MHOT: Height-Optimized Authenticated Data Structure for Blockchain State Commitment

Source: arXiv:2606.11736 · Published 2026-06-10 · By Sipeng Xie, Qianhong Wu, Minghang Li, Qiyuan Gao, Bo Qin, Qin Wang

TL;DR

The paper addresses a critical bottleneck in blockchain state commitment efficiency. Ethereum’s canonical Merkle Patricia Trie (MPT) suffers from increased tree height due to fixed-prefix indexing, which leads to long update times and susceptibility to "Nurgle attacks" that deliberately inflate path length to degrade performance. Existing mitigations either increase node fanout, inflating proof sizes exponentially, or rely on vector commitments with trusted setup and costly verification.

The authors propose MHOT, a Height-Optimized Trie data structure that indexes by discriminative bits to achieve minimal tree height with a linear relationship between node fanout and span, breaking the exponential coupling of MPT. To counter the high fanout proof size inflation, they introduce hierarchical proofs—a two-layer Merkle hashing within nodes that reduces proof overhead from O(k) to O(log k).
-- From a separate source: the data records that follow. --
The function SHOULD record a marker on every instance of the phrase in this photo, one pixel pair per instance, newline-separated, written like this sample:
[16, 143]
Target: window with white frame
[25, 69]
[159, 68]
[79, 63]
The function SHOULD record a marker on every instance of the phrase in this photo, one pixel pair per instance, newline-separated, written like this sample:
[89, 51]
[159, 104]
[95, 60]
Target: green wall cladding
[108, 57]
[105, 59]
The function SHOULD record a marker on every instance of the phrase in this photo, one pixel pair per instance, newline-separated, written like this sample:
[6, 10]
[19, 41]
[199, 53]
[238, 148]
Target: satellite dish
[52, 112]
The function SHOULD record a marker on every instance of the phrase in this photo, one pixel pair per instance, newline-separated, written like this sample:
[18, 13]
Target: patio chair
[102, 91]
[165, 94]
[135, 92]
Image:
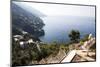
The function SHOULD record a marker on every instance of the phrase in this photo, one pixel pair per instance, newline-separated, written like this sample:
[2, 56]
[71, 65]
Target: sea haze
[57, 28]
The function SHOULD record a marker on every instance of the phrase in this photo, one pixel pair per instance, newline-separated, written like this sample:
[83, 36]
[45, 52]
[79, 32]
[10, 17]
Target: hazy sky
[56, 9]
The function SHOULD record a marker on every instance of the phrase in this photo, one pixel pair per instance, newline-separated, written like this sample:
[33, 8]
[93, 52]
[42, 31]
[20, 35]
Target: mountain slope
[23, 20]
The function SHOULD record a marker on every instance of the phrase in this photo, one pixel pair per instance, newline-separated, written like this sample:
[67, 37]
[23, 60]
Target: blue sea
[57, 28]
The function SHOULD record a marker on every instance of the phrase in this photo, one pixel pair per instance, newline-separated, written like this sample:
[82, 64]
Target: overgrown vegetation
[27, 53]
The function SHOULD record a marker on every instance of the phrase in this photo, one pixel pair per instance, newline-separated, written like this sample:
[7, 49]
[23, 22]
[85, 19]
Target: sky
[57, 9]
MHOT is content-addressable and persistent, supporting efficient updates, batched commits, and practical disk storage layouts.
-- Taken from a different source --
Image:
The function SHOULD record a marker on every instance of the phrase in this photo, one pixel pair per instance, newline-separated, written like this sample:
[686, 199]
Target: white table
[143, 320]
On Ethereum mainnet workloads, MHOT achieves up to 9× higher write throughput, 4× lower write amplification, and 2× smaller proofs compared to MPT. Under adversarial Nurgle attacks that exploit prefix collisions, MHOT maintains a 0% attack success rate, versus nearly 100% for MPT. The work establishes height optimality without exotic cryptography as the key abstraction to scalable and attack-resilient blockchain authenticated data structures.

Key findings

MHOT reduces write amplification by a factor of 4× compared to MPT on Ethereum mainnet workloads.
MHOT increases write throughput by up to 9× over MPT under realistic workloads.
Proof sizes for membership queries with MHOT are roughly 1.1–1.4 KB, about half the 2.3–2.9 KB size for MPT.
Under Nurgle attack conditions consuming an entire block's gas budget, MHOT achieves 0% attack success rate, vs 99.97% for MPT.
MHOT's proof overhead per node reduces from O(k) sibling hashes to O(log k) via hierarchical proofs, yielding roughly 6× proof size reduction in compound nodes with typical fanout k=32.
MHOT achieves a theoretical minimal height of ⌈256/(k-1)⌉ levels, e.g., 9 levels for k=32, versus about 52 levels for prefix MPT with equivalent fanout.
MHOT's batch commit pipeline leverages height-stratified parallelism to efficiently finalize nodes, reducing redundant hash recomputations.
Content-addressable node IDs based on node content hashes guarantee structural determinism and support copy-on-write persistence without trusted setup.

Threat model

The adversary is a denial-of-service attacker who generates synthetic keys designed to maximize common prefix lengths in the trie, forcing deeper paths and increased recomputation, thereby degrading blockchain block processing throughput. The attacker cannot break cryptographic hash functions or produce hash collisions beyond standard assumptions. The system assumes honest validators running the committed code and no trusted setup assumptions beyond the underlying hash function properties.

Methodology — deep read

Threat Model and Assumptions: The adversary aims to degrade blockchain state commitment performance by creating pathological key distributions that lengthen authenticated trie paths ("Nurgle attacks"). The attacker can generate keys to maximize common prefixes and induce node splits but cannot break cryptographic hashes or alter data nodes themselves. The system assumes standard collision resistance of hash functions and no trusted setup to minimize trust.
Data: The evaluation uses Ethereum mainnet key spaces and state update workloads. The key size is fixed at 256 bits, matching Keccak-256 output. Though no explicit dataset split is described, experiments simulate real workload and adversarial conditions. Proof size, write amplification, throughput, and attack success rates are measured.
Architecture / Algorithm: MHOT builds on Height-Optimized Tries (HOT) that branch on discriminative bits rather than fixed prefix bits, achieving minimal tree height for a given key set and fanout parameter k (typically k=32). Each compound node stores a mask of discriminative bit positions, sparse partial keys, and child references.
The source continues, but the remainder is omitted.